Вот ведь глубокий дефект, уже и не бред, а разорванная речь, но еще видны остатки личности — симпатичной личности. Но словоизвержение это может продолжаться бесконечно.
— Ну хорошо, хорошо, Ирина Федоровна, все-таки нужно вам погулять. Давайте договоримся: я сейчас здесь обойду и пойду в сад — и вы со мной.
— С вами, Виталий Сергеевич, хоть на край света. Я с сумасшедшими бабами не хожу. А когда я учила анатомию, я нашла мышцы в мозгу, от которых он напрягается, когда очень думаешь…
— Потом, Ирина Федоровна, потом!
Виталий поспешно отошел к кровати в коридоре, где лежала старушка Клюева. Лежала целыми днями, ни о чем не просила.
— Как вы себя чувствуете, Валентина Кузьминична?
— А хорошо.
— Кашляете?
— А кашляю. Все время кашляю.
— Вот видите, а говорите, хорошо. Ну, а почему попали к нам, не вспомнили?
— А нет, не вспомнила.
— И не интересно знать?
— А нет, чего интересного.
— А где родились, помните?
— Не-а.
— А в каком году?
— А не помню. Давно-о!
— Дома вы о чем-то сами с собой разговаривали. О чем, не помните? И с кем? Голос слышали?
— И не знаю такого.
Так можно было спрашивать о чем угодно. Терапевту ее нужно показать, вот что!

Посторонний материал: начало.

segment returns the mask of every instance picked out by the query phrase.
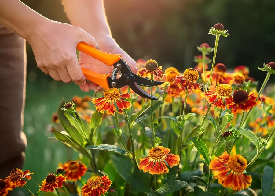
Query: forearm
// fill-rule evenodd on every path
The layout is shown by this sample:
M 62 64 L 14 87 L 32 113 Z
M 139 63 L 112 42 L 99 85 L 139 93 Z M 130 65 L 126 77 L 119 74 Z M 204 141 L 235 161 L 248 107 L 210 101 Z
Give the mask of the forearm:
M 111 35 L 103 0 L 62 0 L 71 23 L 82 28 L 96 39 Z
M 0 0 L 0 23 L 28 41 L 50 21 L 19 0 Z

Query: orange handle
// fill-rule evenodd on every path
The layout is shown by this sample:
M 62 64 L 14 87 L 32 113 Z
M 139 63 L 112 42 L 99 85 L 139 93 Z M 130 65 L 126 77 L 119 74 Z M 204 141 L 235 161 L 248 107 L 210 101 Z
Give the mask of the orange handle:
M 107 78 L 110 76 L 110 74 L 101 74 L 82 68 L 82 72 L 88 80 L 98 84 L 105 89 L 109 88 Z
M 121 55 L 103 52 L 84 42 L 78 43 L 76 46 L 76 49 L 101 61 L 109 66 L 113 65 L 121 59 Z

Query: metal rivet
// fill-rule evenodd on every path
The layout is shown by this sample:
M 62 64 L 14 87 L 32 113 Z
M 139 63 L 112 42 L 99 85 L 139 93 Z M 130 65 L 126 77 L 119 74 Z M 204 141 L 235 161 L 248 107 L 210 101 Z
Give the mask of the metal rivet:
M 116 83 L 115 82 L 112 82 L 112 86 L 113 87 L 115 87 L 116 86 Z

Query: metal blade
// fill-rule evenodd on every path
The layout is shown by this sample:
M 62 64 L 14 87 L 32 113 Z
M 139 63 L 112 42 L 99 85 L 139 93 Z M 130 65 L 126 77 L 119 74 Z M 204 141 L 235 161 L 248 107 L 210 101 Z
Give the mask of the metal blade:
M 152 86 L 152 84 L 151 84 L 151 80 L 149 79 L 141 77 L 134 73 L 133 73 L 133 74 L 135 76 L 135 81 L 139 86 L 142 86 L 145 87 Z M 159 86 L 163 84 L 163 82 L 154 80 L 152 84 L 153 84 L 152 86 Z
M 129 86 L 135 93 L 142 97 L 148 99 L 152 99 L 153 100 L 158 100 L 159 99 L 157 97 L 155 96 L 153 96 L 151 97 L 151 94 L 143 91 L 138 85 L 136 82 L 134 83 L 133 84 L 129 84 Z

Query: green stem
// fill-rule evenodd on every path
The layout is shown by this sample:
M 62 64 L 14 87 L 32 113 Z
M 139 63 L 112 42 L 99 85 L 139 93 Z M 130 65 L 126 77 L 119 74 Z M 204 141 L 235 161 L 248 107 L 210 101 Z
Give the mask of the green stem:
M 133 135 L 132 134 L 132 130 L 131 130 L 131 127 L 130 126 L 129 117 L 128 117 L 127 110 L 126 109 L 124 109 L 124 112 L 125 113 L 125 116 L 126 118 L 126 121 L 127 123 L 127 125 L 128 126 L 128 130 L 129 131 L 129 135 L 130 136 L 130 140 L 131 141 L 131 143 L 132 144 L 132 149 L 133 151 L 133 161 L 135 165 L 138 166 L 138 165 L 137 162 L 137 159 L 136 159 L 136 155 L 135 154 L 135 148 L 134 146 L 134 141 L 133 140 Z
M 29 188 L 28 187 L 27 187 L 27 186 L 26 186 L 25 185 L 24 185 L 24 187 L 26 188 L 26 189 L 27 190 L 27 191 L 28 191 L 28 192 L 29 192 L 31 195 L 33 196 L 35 196 L 35 195 L 32 193 L 31 191 L 30 190 L 30 189 L 29 189 Z
M 119 124 L 118 123 L 118 119 L 117 118 L 117 112 L 115 112 L 115 118 L 116 119 L 116 128 L 117 129 L 118 133 L 119 133 Z M 126 145 L 125 145 L 125 144 L 124 143 L 124 142 L 123 141 L 123 140 L 122 139 L 122 138 L 121 137 L 121 135 L 119 135 L 119 139 L 120 140 L 120 141 L 121 142 L 121 143 L 122 144 L 122 145 L 123 145 L 123 147 L 124 147 L 124 148 L 125 149 L 125 150 L 127 151 L 127 152 L 129 154 L 129 155 L 131 156 L 132 156 L 132 154 L 131 154 L 131 153 L 130 152 L 130 151 L 129 151 L 129 150 L 128 150 L 128 149 L 127 148 L 127 147 L 126 147 Z
M 211 67 L 211 74 L 210 75 L 210 78 L 209 79 L 209 83 L 208 83 L 208 90 L 211 85 L 211 80 L 212 80 L 212 76 L 213 75 L 213 71 L 214 70 L 214 66 L 215 65 L 215 61 L 216 60 L 216 55 L 217 54 L 217 50 L 218 48 L 218 44 L 219 42 L 219 38 L 220 35 L 216 35 L 216 41 L 215 42 L 215 47 L 214 48 L 214 55 L 213 56 L 213 61 L 212 62 L 212 66 Z

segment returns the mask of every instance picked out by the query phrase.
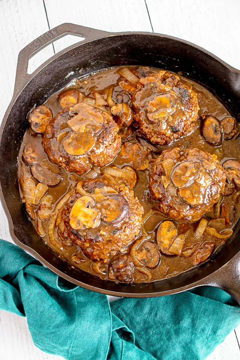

В дверях надзорки — вернее, в дверном проеме, потому что настоящих дверей нет ни в одной палате: не полагается, и только вход в инсулиновую занавешен простыней — сидела Маргарита Львовна; ногой она упиралась в противоположный косяк, так что получался как бы шлагбаум. Рядом с Маргаритой Львовной сидела Меньшикова. Старые врачи рассказывали, что когда-то Меньшикова была красавицей — во что легко было поверить, потому что и сейчас ее лицо оставалось приятным: смуглая, черноволосая, со слегка раскосыми глазами — похожа на узбечку. Больна она уже лет двадцать, а последнее ее поступление так растянулось, что она безвыходно в больнице года три. Состояние все время колеблется, в последнее время немного улучшилось. Виталий вывел ее из надзорки — и вот она сама уселась при входе: плохой признак — значит, снова там окажется.
При приближении Виталия Маргарита Львовна поднялась. Вид у нее все еще был оскорбленный.
— Новая больная поступила, Виталий Сергеевич. Ввели ей аминазин, как вы назначили. Устроила тут нам гастроль. Сейчас спит.
Виталий заглянул: Вера Сахарова спала, укутанная простынями, остальные его больные с надзором ушли гулять — делать в надзорке было нечего.
— Теперь уже раскутайте ее.
— Вы не видели, Виталий Сергеевич, какую она выдала гастроль! Доре Никифоровне ногой в живот! Меня поцарапала.
— Сочувствую, Маргарита Львовна, и охотно верю. И все-таки распеленайте. Она будет спокойнее.
— Если вы приказываете.
— Вот именно: приказываю. Когда вы поймете, что больных не наказывают! Их лечат.
Утреннее раздражение не прошло, оказывается. Маргарита Львовна промолчала, но вид ее сделался еще более оскорбленным. Ну и пусть. Виталий обратился к Меньшиковой:
— А вы зачем здесь сидите, Галина Дмитриевна? Как будто боитесь чего-то: жметесь к сестре. Шли бы гулять.
— Нравится мне, вот и сижу. А вы только ходите и всюду подсматриваете.
— Все из первой палаты стремятся, а вы как будто снова сюда хотите. Как вам на новом месте? Как соседи показались?
— Подозрительные они. Особенно та, что справа.
— Что же они вам могут сделать?
— Что-нибудь могут. Возьмут да и зарежут ночью.
Да, вот и вывел из надзорки. Все сначала.
— Выпишите меня, Виталий Сергеевич!
— Как же вас выписать, если вы и тут боитесь кого-то?
— А я дома в комнате запрусь и никого пускать не буду! И на улицу не выйду!
— Какой же смысл выписываться, если дома запретесь?
— А все равно домой хочется!
— Вылечиться надо сначала.
Дежурная фраза! Как будто Виталий хоть на йоту верит, что Меньшикова на двадцать первом году болезни может вылечиться?
— А если не вылечусь? Что ж, что больная? Больной тоже домой хочется! Может, еще больше, чем здоровой!
Бывает: бредовая, дефектная — и вдруг так пронзительно! Виталий отошел молча.